Research Findings/Insights: Using a sample of 246 UK companies that went from public to private (P2P) company status from 1997 to 2005, we find that companies going private have a significantly higher default probability. Private equity firms sponsoring P2P deals acquire firms with a higher risk of bankruptcy than non-acquired firms that remain public. We find evidence that high receivership risk at going private increases the chance that the target will end up in receivership, but post-P2P bankruptcy likelihood is less when the P2P is a management buyout rather than any other form of buyout. Independent boards of pre-P2P targets promote P2P deals and reduce the chances of bankruptcy after the buyout, suggesting a good corporate governance structure makes a positive contribution to bankruptcy avoidance after going private transactions.

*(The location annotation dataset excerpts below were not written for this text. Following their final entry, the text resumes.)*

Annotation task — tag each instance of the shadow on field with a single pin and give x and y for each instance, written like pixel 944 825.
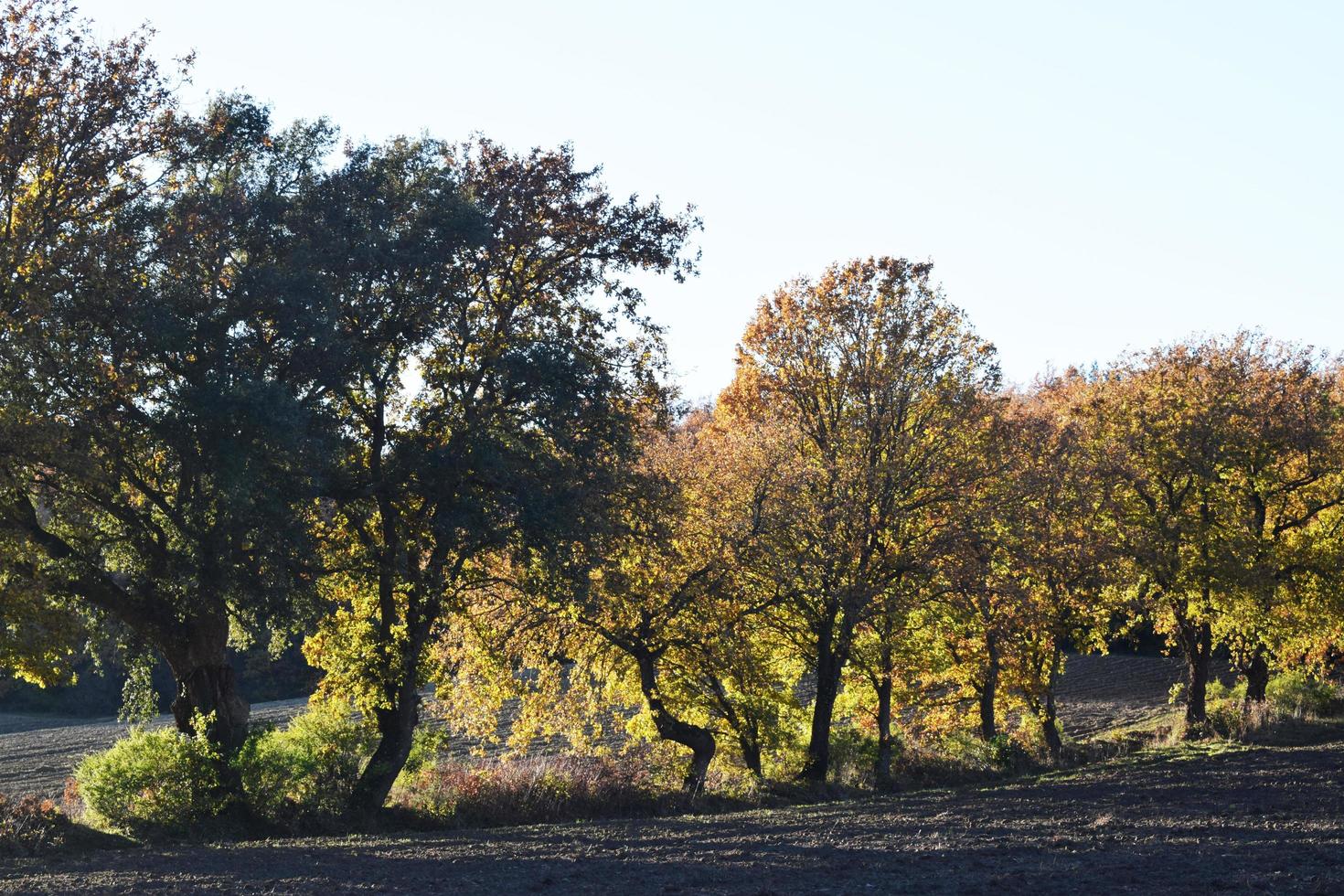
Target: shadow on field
pixel 1263 818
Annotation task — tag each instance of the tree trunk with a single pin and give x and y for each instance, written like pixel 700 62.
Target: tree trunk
pixel 1049 716
pixel 699 741
pixel 197 657
pixel 750 746
pixel 829 667
pixel 988 726
pixel 882 767
pixel 395 733
pixel 1257 677
pixel 1200 647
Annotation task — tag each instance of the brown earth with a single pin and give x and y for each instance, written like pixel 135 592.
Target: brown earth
pixel 37 752
pixel 1249 819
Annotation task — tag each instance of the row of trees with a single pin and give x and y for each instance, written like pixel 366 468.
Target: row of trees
pixel 409 407
pixel 869 513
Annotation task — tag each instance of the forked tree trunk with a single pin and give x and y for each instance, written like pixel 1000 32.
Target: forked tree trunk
pixel 395 735
pixel 745 726
pixel 699 741
pixel 197 656
pixel 882 766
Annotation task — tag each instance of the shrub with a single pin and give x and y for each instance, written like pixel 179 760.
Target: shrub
pixel 30 825
pixel 1234 719
pixel 852 756
pixel 154 784
pixel 303 775
pixel 1298 695
pixel 531 790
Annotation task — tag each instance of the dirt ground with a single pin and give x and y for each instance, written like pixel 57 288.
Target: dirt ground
pixel 1252 819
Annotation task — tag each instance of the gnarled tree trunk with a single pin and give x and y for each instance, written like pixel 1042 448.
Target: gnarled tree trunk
pixel 829 667
pixel 395 735
pixel 197 656
pixel 699 741
pixel 1198 644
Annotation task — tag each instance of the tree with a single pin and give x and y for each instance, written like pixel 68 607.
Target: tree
pixel 1058 543
pixel 877 375
pixel 1280 466
pixel 1226 455
pixel 157 435
pixel 486 398
pixel 663 617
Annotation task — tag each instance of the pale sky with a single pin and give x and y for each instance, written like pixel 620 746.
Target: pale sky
pixel 1087 177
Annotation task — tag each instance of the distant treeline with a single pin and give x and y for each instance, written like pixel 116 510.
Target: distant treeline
pixel 405 409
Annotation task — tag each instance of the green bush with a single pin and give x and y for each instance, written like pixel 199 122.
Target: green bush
pixel 531 790
pixel 1298 695
pixel 303 775
pixel 154 784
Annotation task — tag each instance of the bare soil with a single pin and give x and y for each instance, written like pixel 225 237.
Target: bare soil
pixel 1246 819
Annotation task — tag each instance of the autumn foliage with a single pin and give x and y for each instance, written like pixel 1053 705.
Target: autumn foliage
pixel 406 407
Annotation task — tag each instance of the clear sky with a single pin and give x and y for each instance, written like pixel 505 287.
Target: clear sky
pixel 1086 176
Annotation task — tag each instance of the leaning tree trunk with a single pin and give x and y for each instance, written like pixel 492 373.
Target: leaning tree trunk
pixel 699 741
pixel 989 689
pixel 1257 677
pixel 395 735
pixel 882 764
pixel 197 656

Theoretical/Academic Implications: Our finding that P2P deals involve targets with a higher risk of bankruptcy adds to theoretical insights about private equity. In contrast to previous research, it suggests that PE firms are not deterred by the risk of financial distress but consider it a value creating opportunity. Our use of the option pricing framework represents a first and novel attempt at measuring bankruptcy risk and its impact on the ability of private equity firms to achieve effective turnaround. We find a link between better governance of the target pre-P2P and lower bankruptcy risk since where the PE investor inherits a strong governance structure, manifested in independent boards, chances of subsequent bankruptcy are reduced. Similarly, where the P2P acquisition is a management buyout, the probability of bankruptcy, post-P2P, is reduced, suggesting lower informational asymmetries and better alignment of interests between managerial and private equity investors. Although, due to the small number of receivership exits in our sample of P2P firms, the results are not as strong as we would like, a more extended analysis involving a larger sample over a longer period, in particular of firms exiting through bankruptcy is expected to produce stronger results. Our results provide a sufficient basis to warrant such further analysis.

Practitioner/Policy Implications: Private equity backed P2Ps of listed corporations with high bankruptcy risk augment the market for corporate control as they provide an alternative purchaser to traditional acquirers. Our finding that high bankruptcy risk at going private increases the chance the target will end up in receivership suggests a need for caution on the part of private equity firms since the turnaround of P2P targets appears to depend on how seriously distressed they are at the P2P stage. Private equity firms therefore need to engage in careful due diligence. Private equity firms need to give attention to the nature of the pre-P2P governance regime when selecting P2P targets, in particular the extent to which better monitoring by independent directors has been in place and where there is greater alignment of interests between managers and LBO sponsors since these contribute to bankruptcy avoidance. For listed corporations, our findings suggest that strengthening of independent boards may contribute to timely decisions to sell troubled corporations.